A project in the Meridian region is looking to tackle the problem of high rates of drug and alcohol abuse in seaside towns more effectively.
A group called Reformed East Sussex are drawing on their own experiences of crime and addiction to help others build a brighter future.
Overcoming substance abuse is a journey the group's CEO, Charmaine Sewell, has successfully made herself.
She says "There's a lot of people that want to change and want to make something of their lives. None of us wake up and think 'I'm going to be a criminal'. It's due to circumstances, addiction or environment."
She's now helping other ex-offenders through the project.
Since it was set up in 2015, Reformed East Sussex has helped almost 600 people with education, training, and employment, however funding is an ongoing challenge.

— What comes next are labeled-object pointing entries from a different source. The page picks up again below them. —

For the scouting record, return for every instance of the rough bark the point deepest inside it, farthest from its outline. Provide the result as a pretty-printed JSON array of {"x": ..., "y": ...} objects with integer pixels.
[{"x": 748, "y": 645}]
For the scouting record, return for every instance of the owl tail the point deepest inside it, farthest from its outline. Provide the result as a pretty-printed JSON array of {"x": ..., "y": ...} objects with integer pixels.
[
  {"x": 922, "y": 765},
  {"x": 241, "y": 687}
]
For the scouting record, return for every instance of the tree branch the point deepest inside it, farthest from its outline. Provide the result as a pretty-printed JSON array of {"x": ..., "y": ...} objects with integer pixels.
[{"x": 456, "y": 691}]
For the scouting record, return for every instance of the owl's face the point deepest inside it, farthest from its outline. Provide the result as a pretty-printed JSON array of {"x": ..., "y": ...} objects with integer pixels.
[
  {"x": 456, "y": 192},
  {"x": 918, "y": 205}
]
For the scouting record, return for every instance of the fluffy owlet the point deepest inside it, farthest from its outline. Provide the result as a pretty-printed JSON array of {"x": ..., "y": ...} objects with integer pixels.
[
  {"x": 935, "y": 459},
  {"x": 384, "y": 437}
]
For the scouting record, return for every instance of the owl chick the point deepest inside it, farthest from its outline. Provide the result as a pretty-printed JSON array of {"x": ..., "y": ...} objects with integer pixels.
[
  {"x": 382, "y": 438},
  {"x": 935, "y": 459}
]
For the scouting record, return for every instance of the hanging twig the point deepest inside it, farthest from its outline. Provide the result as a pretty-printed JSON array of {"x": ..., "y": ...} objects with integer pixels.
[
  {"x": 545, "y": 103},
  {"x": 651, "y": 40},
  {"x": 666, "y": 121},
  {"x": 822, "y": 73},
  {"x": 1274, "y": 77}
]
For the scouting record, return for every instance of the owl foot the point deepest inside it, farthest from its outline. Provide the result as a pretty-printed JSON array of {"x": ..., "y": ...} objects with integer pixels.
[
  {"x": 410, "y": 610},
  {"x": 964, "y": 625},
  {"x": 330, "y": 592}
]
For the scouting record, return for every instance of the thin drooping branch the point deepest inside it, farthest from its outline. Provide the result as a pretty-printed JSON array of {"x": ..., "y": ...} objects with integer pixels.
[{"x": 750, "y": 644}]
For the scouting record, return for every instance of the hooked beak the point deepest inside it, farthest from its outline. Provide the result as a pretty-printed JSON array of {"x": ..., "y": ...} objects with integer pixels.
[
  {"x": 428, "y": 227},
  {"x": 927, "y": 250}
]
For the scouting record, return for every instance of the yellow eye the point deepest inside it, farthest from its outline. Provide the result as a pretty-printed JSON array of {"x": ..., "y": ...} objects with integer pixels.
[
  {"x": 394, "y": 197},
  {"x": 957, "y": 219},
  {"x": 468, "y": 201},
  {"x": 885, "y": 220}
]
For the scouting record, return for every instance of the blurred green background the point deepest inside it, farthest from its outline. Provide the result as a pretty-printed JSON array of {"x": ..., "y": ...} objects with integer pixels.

On Monday 24th June, the Police and Crime Commissioner awarded the project £15,000 to help it continue its groundbreaking work.
Katy Bourne, Sussex Police & Crime Commissioner says: "They're going to be working with men and women and helping them find somewhere to live, helping them train to get new jobs, and that's really important that they then integrate back into society and become regular citizens like everyone else. That also prevents re-offending and prevents future victims."
Reformed East Sussex is not a charity, but a Community Interest Company.
Taking a proactive approach to securing its own future, it has set up a cleaning business next door to its offices.
It employs ex-offenders, and ploughs all the profits back into its rehabilitation work.